If you have a structured and certified (quality) management system like ISO 9001 then you will be aware of having to review processes at least once a year for internal audit requirements. Keep in mind, there is assistance available. Using relevant and intuitive software to ease the burden, can be a welcome tool. In addition to internal audits, an auditor from the certification body will be a familiar visitor, conducting the required external audit. Every process should be audited by an external auditor for every certification renewal cycle, which is three years for ISO 9001. Both internal and external reviews are essential and key to the process but if you dread the thought, or find your eyes are glazing over right now, remember that directives are not a bad thing. Structure tends to breed conformity, yes, but it also lends itself to confidence and stability. Apart from regulatory reviews, the reviewing processes need not be an all-or-nothing situation. Amendments can be considered at any stage of the review process, with key staff being asked to undertake a review at a moment’s notice.

Imagine you are faced with a sudden resignation of a key member of senior management. Years of knowledge could, and will, walk out the door with this person. This is a situation that needs immediate attention. Personnel changes and employment strategies may need reviewing only on an ad hoc basis due to out-of-the-blue, changes in management or through new government employee regulations changes, but unforeseen events will test you and your processes.

As another example, if you’ve had an incident where someone has been injured in the workplace, and people did not know what to do, the task is clear. So then, is the need for a review and communication of the process.

These types of emergency reviews are generally created from a specific happening, an unforeseen occurrence that has been identified as worthy of attention.
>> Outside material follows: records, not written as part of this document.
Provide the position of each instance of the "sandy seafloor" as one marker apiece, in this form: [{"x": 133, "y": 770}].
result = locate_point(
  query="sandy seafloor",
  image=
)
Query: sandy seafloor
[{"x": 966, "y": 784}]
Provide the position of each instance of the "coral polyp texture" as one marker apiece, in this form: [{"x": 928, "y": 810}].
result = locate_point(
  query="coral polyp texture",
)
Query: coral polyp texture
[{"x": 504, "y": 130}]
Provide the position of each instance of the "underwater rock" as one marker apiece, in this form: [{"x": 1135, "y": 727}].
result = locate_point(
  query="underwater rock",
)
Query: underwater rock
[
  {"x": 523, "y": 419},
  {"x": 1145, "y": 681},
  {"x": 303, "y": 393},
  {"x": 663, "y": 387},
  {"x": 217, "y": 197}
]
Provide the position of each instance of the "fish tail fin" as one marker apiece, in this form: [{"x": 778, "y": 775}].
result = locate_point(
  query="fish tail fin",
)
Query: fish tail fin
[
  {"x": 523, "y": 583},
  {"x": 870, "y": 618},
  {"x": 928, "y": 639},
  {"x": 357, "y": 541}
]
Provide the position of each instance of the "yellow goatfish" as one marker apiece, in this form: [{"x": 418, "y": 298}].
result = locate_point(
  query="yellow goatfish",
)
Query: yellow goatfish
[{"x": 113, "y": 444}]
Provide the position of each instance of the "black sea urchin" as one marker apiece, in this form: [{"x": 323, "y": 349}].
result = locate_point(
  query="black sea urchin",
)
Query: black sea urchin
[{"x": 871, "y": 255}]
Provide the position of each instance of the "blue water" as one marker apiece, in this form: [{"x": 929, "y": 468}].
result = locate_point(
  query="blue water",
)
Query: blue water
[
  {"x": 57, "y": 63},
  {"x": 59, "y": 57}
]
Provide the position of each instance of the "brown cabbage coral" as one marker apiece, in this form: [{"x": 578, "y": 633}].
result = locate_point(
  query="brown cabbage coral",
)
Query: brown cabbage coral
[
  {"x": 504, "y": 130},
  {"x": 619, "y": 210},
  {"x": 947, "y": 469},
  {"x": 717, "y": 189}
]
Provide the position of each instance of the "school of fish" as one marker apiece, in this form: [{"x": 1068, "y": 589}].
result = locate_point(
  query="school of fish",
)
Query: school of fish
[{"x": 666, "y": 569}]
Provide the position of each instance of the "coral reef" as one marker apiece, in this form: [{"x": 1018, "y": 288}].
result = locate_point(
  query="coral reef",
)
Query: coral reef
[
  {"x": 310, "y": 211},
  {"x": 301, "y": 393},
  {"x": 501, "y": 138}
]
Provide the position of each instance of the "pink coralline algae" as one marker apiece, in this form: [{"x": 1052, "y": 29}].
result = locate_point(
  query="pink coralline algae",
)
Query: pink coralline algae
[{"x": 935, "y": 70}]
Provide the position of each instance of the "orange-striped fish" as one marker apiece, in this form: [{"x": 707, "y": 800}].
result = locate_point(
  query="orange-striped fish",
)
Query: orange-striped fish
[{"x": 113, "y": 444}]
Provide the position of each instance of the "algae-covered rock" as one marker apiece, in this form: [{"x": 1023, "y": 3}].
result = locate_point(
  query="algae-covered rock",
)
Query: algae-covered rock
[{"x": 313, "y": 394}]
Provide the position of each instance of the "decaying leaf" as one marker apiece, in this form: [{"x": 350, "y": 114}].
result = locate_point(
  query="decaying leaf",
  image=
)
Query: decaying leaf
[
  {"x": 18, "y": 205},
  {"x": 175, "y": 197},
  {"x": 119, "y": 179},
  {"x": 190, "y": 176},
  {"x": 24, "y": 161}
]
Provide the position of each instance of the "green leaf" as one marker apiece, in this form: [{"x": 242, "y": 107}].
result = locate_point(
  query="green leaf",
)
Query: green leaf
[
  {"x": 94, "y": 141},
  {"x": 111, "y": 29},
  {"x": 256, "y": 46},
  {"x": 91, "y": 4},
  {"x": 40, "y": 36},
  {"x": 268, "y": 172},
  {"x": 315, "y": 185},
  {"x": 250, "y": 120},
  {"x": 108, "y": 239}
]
From all accounts, the most important time to review, it seems, is when there is a change. A change in direction for the business, the creation of new departments, or new positions within the organization do point to some areas that may need to be looked at, but just a newness creates a need, and so does stability.

Determining regularity is all about identifying the task at hand. If you look at it like project management it may help to make more sense. For new processes, it is probably wise to monitor progress on a more regular basis. These are the times when teething problems are first identified. Don’t see this identification of issues as a failure of the process, or that of the creator, but simply as a perfect opportunity to fine-tune some of the more elusive points. You’d be surprised how many things raise their ugly heads when poked. Hey, they may be ugly but they bring you a gift. The gift of opportunity.

What if it’s not broken?

It’s easy to think that while things are going well, it’s best to leave well enough alone. Not so, my hopeful friends, for it is these times when we should be looking at reviewing current processes. It is times of steadiness that can direct us to further success, by the mere reinvention of ourselves. 

It is what it is, and if a business is to generate continuous growth and strength in what is essentially a demanding marketplace, the right amount of attention, in the right ways can be the betterment for all involved.

The End Game

If you weren’t under the impression before that you need to have eyes in the back of your head, you should be now.

Processes can be a double-edged sword. They can raise the blood pressure of even the most serene of us and turn us into pen-wielding, red-faced maniacs. Or they can be seen as what they are. Continuous process improvement is a volatile, fickle mistress, yes, but an essential one. She offers self-reflection and the chance for progression. Very few things survive being put under a microscope but a process, given the right treatment, can survive both drought and flood. It is with all of this in mind that suggests knowing your business well, and knowing what drives your success, for now, and tomorrow as you look to the future.